Albrecht and his first wife Gräfin Margareta von Fürstenberg, daughter of Heinrich, Graf von Freiburg, Graf von Fürstenberg, and Agnes von Truhendingen, had three daughters who would have progeny. Margareta died in 1296 and was buried in the abbey church of Kirchberg bei Haigerloch. With his first wife Margareta or his second wife Gräfin Ursula von Oettingen, believed to be a daughter of Ludwig III, Graf von Oettingen, he had a son Rudolf who would have progeny. With his second wife he also had a son Albrecht who became a theologian, and a daughter Adelheid who married Konrad I, Graf von Schaunberg.
Albrecht was a supporter of his brother-in-law, King Rudolf I von Habsburg, married to his older sister Gertrud. Albrecht benefited from the rise of the Habsburgs; he was a close adviser to the king and accompanied him on several campaigns. Rudolf sent Albrecht as bailiff in the newly created imperial bailiwick of Lower Swabia to recover imperial authority. However Rudolf's plan to re-establish the duchy of Swabia and win it for the Habsburgs was not successful. After Rudolf's death Albrecht supported his son Albrecht, duke of Austria, the emperor-elect.

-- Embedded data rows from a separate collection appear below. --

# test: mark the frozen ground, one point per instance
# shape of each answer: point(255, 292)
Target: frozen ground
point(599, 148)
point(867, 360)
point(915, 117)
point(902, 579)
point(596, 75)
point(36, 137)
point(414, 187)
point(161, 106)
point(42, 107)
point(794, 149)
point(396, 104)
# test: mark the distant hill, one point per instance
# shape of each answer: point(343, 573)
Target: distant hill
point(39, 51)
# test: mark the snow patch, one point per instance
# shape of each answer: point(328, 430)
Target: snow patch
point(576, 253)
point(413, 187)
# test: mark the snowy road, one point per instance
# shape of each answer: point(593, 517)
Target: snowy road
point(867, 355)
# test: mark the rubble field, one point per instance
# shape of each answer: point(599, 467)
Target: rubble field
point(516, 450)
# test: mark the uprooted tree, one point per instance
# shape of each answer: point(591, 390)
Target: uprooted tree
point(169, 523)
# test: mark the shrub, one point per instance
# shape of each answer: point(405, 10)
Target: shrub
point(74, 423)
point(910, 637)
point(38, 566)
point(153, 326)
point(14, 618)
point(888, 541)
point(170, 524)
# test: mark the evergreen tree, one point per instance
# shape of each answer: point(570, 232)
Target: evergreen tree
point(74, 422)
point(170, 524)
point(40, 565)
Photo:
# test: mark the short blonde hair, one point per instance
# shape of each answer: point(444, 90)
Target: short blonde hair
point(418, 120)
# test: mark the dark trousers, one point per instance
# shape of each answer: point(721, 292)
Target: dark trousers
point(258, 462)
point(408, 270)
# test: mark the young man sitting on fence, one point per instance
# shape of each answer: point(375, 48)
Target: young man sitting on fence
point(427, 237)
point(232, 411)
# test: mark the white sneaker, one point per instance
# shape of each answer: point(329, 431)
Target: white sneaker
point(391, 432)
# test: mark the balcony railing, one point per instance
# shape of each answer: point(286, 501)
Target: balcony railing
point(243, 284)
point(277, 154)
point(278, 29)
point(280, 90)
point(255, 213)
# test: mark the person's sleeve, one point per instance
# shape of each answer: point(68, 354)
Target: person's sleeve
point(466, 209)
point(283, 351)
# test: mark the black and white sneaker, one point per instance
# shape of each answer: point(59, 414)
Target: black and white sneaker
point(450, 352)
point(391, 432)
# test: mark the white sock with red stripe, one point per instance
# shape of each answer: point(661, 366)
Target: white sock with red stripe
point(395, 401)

About 1280 Albrecht founded the town of Rotenburg (now Rottenburg am Neckar) near an existing castle, as a new administrative centre for his county; a more central administration was necessary because of the constant attempts by the Hohenberg family to expand into the Neckar Valley. In 1290 Albrecht is documented as staying at the court of Wenceslas II, king of Bohemia and Poland.
Albrecht was killed on 17 April 1298 at the Battle of Kreuzwiesen near the castle of Leinstetten, against Otto III, Herzog von Bayern, king of Hungary. He was buried with his first wife in the abbey church of Kirchberg bei Haigerloch.
Albrecht is also well known as a minstrel (Minnesänger). The image of him on page 42 of the _Codex Manesse_ under the name of Graf Albrecht von Haigerloch, a knight in a battle, presumably shows the battle in which he fell. The back of the page shows the only two stanzas attributed to Albrecht. His verses form a stanza that, by the length of lines and the argumentative treatment of the subject (open and secret love), is closely associated with lyric poetry.